Es folclor sueco pero también aparecen detalles que a primera vista se identifican con culturas como la china o la india en Oriente, o la argentina en Latinoamérica. Es que ¿sabes?, pienso que el folclor se parece bastante en todos lados. Nosotros nos inspiramos esta vez especialmente en el nuestro, pero creo que todo está en el ojo de quien observa, porque cada cual puede leer cosas tan diferentes en cada pieza, y eso es bueno también.

Al recordar el proceso creativo de esta colección, ¿cuándo fue el momento en que dijiste “Ok, vamos a inspirarnos en este tema”? No lo recuerdo realmente, pero sé que surgió de cosas que vemos a diario. Entre nosotros nunca hablamos de lo que significa para cada uno ser sueco, pero en algún momento pareció que lo indicado era escarbar en nuestras raíces. También en ese momento hablamos bastante de Ingrid Bergman, quien murió en 1982 y el año pasado se exhibió un documental acerca de ella. Era una mujer tan fuerte, bella e independiente… Eso también nos dio un punto de partida. ¡Y también Ingmar Bergman, ahora que lo pienso! (ríe) Sus películas nos añadieron sensaciones que también hablan de nuestra forma de ser. Así es que no tengo un solo momento, sino muchos. Cosas como esta simplemente suceden, son corazonadas, momentos que dar origen a algo más grande. Hay mucha intuición en estos procesos.
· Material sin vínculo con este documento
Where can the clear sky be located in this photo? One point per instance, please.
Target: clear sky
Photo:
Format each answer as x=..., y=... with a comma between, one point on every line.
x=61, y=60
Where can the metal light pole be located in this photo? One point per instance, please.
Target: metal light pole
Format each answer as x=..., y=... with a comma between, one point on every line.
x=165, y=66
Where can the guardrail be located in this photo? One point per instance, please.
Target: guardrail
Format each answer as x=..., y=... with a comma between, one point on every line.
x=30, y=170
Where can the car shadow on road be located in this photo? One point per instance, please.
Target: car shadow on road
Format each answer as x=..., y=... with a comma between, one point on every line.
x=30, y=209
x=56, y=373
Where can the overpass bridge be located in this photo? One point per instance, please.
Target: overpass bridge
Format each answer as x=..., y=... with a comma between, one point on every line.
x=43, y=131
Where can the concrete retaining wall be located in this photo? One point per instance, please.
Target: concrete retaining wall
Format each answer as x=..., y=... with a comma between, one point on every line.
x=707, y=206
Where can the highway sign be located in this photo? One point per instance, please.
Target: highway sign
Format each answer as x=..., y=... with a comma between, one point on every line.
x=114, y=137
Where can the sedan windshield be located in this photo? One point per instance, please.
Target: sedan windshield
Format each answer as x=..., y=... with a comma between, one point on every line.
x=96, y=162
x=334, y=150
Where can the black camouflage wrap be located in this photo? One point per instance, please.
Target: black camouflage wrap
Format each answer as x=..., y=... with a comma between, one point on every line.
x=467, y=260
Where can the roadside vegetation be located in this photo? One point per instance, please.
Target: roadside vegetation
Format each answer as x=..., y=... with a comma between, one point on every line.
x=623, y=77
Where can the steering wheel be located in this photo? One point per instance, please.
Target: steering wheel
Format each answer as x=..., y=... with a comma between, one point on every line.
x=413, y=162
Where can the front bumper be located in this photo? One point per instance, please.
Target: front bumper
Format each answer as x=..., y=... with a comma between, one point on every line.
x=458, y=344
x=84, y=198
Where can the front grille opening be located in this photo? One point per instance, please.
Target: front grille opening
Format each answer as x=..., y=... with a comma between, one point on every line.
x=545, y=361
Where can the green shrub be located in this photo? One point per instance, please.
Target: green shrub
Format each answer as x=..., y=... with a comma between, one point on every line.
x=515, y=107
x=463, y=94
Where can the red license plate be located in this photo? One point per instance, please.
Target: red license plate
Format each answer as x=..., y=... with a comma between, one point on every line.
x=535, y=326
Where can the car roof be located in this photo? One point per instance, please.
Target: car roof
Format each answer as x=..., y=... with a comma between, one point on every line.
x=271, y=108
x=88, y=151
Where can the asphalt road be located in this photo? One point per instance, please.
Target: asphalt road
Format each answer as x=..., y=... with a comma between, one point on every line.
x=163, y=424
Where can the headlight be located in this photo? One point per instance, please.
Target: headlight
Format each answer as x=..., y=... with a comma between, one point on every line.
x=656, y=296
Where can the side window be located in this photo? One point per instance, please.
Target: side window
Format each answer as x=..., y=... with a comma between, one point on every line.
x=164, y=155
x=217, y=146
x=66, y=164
Vimos muchos detalles hechos a mano: cadenas finas, bordados, aplicaciones de mostacillas… ¿cómo logran que no se escape el presupuesto y que siga siendo ropa alcanzable? Tenemos un departamento de desarrollo de productos que es muy bueno en eso. Esta colección que efectivamente tiene muchos detalles y telas de excelente calidad de todas maneras debe ser asequible. Es más costosa que la normal, no podría ser de otra manera, pero siempre estamos atentos a que haya un equilibrio entre precio y calidad.

¿Cómo esperas que la gente perciba estas piezas? Esta colección gira en torno a la fuerza y belleza de la mujer y cómo expresamos ese poder a través de nuestro estilo. Me encanta el contraste que se produce entre una confección depurada y el dejo artesanal que se inspira en el patrimonio. Quiero que el público sienta que es alta moda, de muy buena calidad en los materiales y las terminaciones, es decir, una colección más elevada. Pero al mismo tiempo, deben percibirla como fácil de usar, cool, porque finalmente esa es la esencia de H&M.